La legge, infatti, riconosce al marchio noto una tutela ultramerceologica, cioè una tutela estesa a tutte le classi, anche se inizialmente quel marchio era stato registrato solo in una classe.

Quando un marchio è noto si può pertanto considerare tutelato in tutte le 45 classi della Classificazione di Nizza. Facciamo un esempio: consideriamo il marchio “Coca Cola” che, essendo noto, sarà tutelato non solo per la classe delle bibite ma anche per tutte le altre classi di prodotti e servizi. La stessa regola vale se il marchio che si intende registrare introduce altri termini in aggiunta a quello famoso come ad esempio “coca cola benefit”.

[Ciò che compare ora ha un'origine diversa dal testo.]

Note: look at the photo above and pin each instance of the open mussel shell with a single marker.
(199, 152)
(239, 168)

La tutela ultramerceologica garantita dalla legge serve ad impedire che dei terzi traggano un vantaggio economico dalla notorietà altrui, ma non solo; l’utilizzo da parte di terzi di quel marchio anche per prodotti non affini può generare confusione nel consumatore e creare un pregiudizio per il marchio celebre perchè il consumatore di fronte ad un marchio uguale ad uno noto (o che ne contiene una parte) lo collegherà immediatamente al prodotto o al servizio famoso ed alla sua qualità.

A questo punto sorge però la domanda “come sapere se un marchio è noto o meno?”;  per poter definire un marchio come noto si fa solitamente riferimento ad alcuni fattori, quali la presenza diffusa sul mercato, gli investimenti pubblicitari, la conoscenza e riconoscibilità tra gli utenti. Ricordiamo che il titolare del marchio non noto che cerca di avvantaggiarsi della notorietà dell’altro, rischia che gli venga fatta opposizione od anche una richiesta di risarcimento danni.

A tal proposito un fenomeno che merita di essere menzionato riguarda l’attuale figura degli Influencers. L’uso di marchi notori altrui da parte di questi ultimi sui social media senza autorizzazione, è illecito quando ha natura commerciale e scopo pubblicitario. L’associazione tra i prodotti dell’Influencer e quelli contraddistinti dal marchio noto crea confusione nel consumatore e questa condotta illecita lede i diritti esclusivi del titolare del marchio in pregiudizio della sua notorietà (ne abbiamo parlato qui).